Members of various Native Americans tribes live in reservations across the United States, where they police themselves and maintain tribal jails for detention. Federal funds are used to operate those facilities and a multitude of agencies – including the Bureau of Indian Affairs (BIA), Interior Department, and Department of Health and Human Services’ Indian Health Service (IHS) – contribute to daily operations and medical care for approximately 80 jails scattered between Alaska and Mississippi.

The facilities house around 2,500 prisoners, and the BIA exercises oversight for all the jails and manages about 20 of them. [See: PLN, Aug. 2015, p.15].

Inadequate medical staffing at tribal jails results in guards having to dispense medications, a job they are not qualified to perform, which has resulted in prisoners sometimes not receiving correct medications. Further, one prisoner in a Washington tribal jail pounded on his cell door for hours, begging for pain medication for his broken leg, but never received any. At another facility, according to a March 31, 2018 Los Angeles Times article, a diabetic prisoner was not provided with insulin.

“It’s not really safe for really anybody,” said Lynette Bonar, chief executive of the Tuba City Regional Health Care Corporation, a hospital on the Navajo Nation reservation.

The IHS and local tribal health clinics are the primary medical providers at tribal jails.

Funding is such a severe problem that in 2017, U.S. Senator John McCain asked all the federal agencies involved in tribal jail operations how many people were needed to provide adequate health care and what the standards were in those facilities.
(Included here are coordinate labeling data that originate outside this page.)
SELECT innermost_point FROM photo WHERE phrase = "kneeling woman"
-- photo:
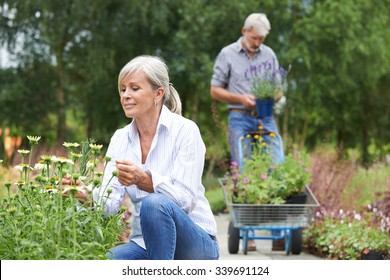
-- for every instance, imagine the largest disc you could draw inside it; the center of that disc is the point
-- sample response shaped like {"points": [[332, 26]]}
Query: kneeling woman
{"points": [[159, 157]]}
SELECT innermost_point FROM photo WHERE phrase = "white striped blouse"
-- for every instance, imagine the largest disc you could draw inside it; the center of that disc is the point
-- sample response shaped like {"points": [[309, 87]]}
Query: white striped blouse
{"points": [[175, 162]]}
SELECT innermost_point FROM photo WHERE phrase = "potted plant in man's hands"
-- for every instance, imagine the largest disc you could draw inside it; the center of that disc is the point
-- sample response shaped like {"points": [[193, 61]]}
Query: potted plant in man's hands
{"points": [[261, 181], [268, 86]]}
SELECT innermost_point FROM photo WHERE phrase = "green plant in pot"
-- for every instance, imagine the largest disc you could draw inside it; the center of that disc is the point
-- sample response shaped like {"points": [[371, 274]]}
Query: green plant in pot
{"points": [[268, 85], [261, 181]]}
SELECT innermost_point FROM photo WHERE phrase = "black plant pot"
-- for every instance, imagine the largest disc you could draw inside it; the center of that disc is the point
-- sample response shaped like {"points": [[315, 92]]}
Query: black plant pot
{"points": [[373, 255], [299, 198]]}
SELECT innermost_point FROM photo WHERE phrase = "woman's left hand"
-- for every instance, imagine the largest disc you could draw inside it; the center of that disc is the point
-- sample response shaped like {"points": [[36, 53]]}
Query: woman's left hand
{"points": [[130, 173]]}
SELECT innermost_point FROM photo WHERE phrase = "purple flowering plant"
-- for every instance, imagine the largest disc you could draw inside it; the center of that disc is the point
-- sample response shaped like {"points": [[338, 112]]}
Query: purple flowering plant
{"points": [[261, 181]]}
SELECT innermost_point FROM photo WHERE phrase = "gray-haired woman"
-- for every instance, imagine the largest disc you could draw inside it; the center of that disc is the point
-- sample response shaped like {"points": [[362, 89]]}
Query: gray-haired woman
{"points": [[159, 157]]}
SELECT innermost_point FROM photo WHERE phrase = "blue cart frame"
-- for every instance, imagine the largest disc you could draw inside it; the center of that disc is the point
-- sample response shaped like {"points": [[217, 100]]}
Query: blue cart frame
{"points": [[288, 219]]}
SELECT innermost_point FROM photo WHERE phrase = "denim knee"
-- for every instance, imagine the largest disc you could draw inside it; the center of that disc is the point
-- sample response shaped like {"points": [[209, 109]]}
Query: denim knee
{"points": [[153, 204]]}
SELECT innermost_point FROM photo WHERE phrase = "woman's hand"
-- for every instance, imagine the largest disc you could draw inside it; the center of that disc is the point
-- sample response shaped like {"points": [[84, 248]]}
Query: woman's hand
{"points": [[130, 173]]}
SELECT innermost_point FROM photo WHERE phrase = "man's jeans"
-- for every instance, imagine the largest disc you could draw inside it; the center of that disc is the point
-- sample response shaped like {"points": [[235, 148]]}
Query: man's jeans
{"points": [[169, 234], [239, 126]]}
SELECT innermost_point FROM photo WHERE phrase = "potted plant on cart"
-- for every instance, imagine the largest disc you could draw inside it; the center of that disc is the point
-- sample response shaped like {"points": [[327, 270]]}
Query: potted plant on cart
{"points": [[267, 187]]}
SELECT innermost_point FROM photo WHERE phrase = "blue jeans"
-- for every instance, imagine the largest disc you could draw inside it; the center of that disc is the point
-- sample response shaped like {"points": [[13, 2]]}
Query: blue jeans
{"points": [[169, 233], [240, 124]]}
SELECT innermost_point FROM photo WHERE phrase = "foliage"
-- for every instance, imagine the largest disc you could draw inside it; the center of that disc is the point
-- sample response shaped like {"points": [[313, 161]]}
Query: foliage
{"points": [[262, 181], [267, 84], [354, 216], [45, 220], [349, 235]]}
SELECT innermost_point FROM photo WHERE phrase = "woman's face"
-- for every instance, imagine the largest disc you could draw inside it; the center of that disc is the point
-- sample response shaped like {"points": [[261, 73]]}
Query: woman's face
{"points": [[137, 96]]}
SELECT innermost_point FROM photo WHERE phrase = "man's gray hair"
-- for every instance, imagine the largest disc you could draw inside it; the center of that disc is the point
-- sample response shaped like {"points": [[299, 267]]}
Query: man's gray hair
{"points": [[259, 22]]}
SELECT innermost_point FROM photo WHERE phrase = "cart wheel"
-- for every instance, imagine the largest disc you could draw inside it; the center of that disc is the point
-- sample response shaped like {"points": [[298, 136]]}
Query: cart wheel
{"points": [[296, 241], [233, 238]]}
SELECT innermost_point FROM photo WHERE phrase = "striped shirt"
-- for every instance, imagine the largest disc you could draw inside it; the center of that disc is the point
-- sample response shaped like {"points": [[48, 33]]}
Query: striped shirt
{"points": [[175, 163], [234, 69]]}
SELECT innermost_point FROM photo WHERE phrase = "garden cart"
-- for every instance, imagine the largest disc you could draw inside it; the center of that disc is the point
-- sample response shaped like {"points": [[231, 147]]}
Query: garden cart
{"points": [[286, 221]]}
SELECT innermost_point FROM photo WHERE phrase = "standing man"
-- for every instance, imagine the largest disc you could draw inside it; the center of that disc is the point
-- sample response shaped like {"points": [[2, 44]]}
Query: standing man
{"points": [[232, 83]]}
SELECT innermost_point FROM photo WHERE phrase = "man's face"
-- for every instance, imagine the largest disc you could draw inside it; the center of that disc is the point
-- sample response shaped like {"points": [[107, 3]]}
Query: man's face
{"points": [[251, 41]]}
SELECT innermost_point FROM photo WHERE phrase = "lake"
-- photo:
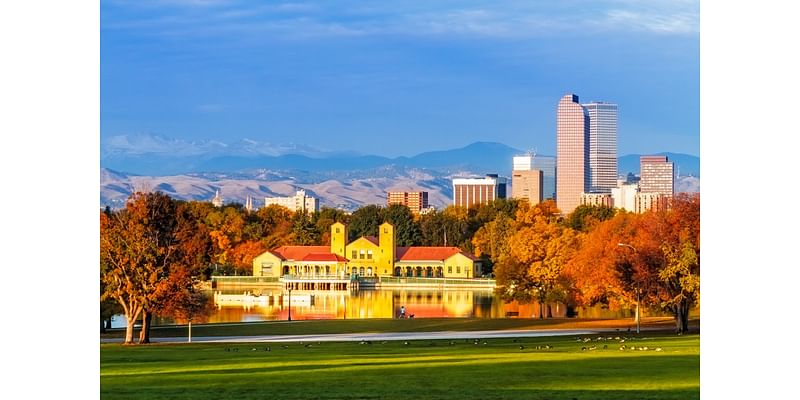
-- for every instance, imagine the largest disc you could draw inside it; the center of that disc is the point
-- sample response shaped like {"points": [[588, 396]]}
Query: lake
{"points": [[272, 304]]}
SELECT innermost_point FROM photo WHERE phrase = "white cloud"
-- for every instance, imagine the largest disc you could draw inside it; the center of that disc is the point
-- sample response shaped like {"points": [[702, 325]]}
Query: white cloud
{"points": [[305, 20]]}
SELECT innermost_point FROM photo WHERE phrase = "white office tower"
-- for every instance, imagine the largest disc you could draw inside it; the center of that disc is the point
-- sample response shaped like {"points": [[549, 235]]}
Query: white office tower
{"points": [[602, 146], [526, 182], [624, 195], [300, 202]]}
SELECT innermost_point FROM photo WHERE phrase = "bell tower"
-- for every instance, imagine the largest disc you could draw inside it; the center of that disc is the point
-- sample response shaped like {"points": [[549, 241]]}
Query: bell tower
{"points": [[338, 239], [386, 240]]}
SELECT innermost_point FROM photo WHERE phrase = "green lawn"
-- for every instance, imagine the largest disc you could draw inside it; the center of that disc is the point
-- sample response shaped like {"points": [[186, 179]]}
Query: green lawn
{"points": [[392, 370]]}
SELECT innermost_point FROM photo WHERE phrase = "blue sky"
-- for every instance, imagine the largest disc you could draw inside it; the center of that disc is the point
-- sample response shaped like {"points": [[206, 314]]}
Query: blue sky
{"points": [[398, 78]]}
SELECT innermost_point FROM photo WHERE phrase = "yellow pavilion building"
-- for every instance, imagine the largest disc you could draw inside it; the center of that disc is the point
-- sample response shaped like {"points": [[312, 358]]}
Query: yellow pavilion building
{"points": [[366, 256]]}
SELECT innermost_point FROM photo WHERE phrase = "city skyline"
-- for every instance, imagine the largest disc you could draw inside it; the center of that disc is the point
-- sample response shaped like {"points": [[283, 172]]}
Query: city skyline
{"points": [[345, 76]]}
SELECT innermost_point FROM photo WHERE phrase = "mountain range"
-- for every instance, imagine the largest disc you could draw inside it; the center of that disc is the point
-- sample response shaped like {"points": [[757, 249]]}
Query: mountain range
{"points": [[347, 180]]}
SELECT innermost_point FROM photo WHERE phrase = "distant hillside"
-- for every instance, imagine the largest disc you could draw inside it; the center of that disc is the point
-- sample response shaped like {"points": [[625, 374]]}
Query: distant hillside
{"points": [[341, 180]]}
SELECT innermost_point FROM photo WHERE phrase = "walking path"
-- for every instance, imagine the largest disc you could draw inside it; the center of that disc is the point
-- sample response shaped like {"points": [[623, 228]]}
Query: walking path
{"points": [[345, 337]]}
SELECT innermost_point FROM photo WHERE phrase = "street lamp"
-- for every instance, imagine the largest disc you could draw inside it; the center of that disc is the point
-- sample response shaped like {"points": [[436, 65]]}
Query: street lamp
{"points": [[637, 288], [290, 301]]}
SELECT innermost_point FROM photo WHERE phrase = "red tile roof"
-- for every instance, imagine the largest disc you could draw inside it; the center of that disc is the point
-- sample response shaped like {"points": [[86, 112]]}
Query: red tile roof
{"points": [[306, 253], [426, 253], [323, 253], [324, 257]]}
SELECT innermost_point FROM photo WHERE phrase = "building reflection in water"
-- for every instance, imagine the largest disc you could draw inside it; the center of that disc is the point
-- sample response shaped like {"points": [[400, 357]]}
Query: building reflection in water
{"points": [[273, 304], [260, 304]]}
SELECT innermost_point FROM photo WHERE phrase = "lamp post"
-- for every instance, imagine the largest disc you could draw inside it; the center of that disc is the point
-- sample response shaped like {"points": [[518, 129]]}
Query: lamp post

The BIA complied with less than half the Freedom of Information Act requests it received regarding medical care in tribal jails.

Staffing at the facilities is so sparse that whenever guards have to escort prisoners to clinics or hospitals for emergency care, the jails are at risk in case of violent or other serious incidents due to understaffing.

The San Carlos Apache Reservation’s tribal jail in Arizona has a room designated for detainees arrested for public intoxication. The room is called a holding area. Deputy Fernando Castro would not call it a “detox unit,” saying that incorrectly suggests there’s medical staff to monitor prisoners while they sober up. He added, “Whether it’s medical or mental [health], we just don’t have care on site.”

In June 2017, the National Congress of American Indians (NCAI) adopted a resolution calling for increased funding for correctional health care in tribal and BIA-operated jails. The resolution noted that the BIA and IHS have “no correctional health care budget,” and that “the absence of medical staff in tribal jails compromises the health and safety of inmates and detention personnel because inmates often are not given a medical evaluation when they are taken into custody, which in one instance, resulted in a serious tuberculosis outbreak in a newly constructed tribal jail that effected [sic] over 40 inmates and staff.”

The NCAI called on the BIA to partner with the U.S. Public Health Service to assign medical staff to tribal jails, for the BIA to “include a correctional healthcare line item in its annual budget” and for Congress to “amend Medicaid to allow reimbursement for outpatient services that are provided to individuals who are incarcerated in Indian Country detention facilities,” among other provisions to improve health care at tribal jails.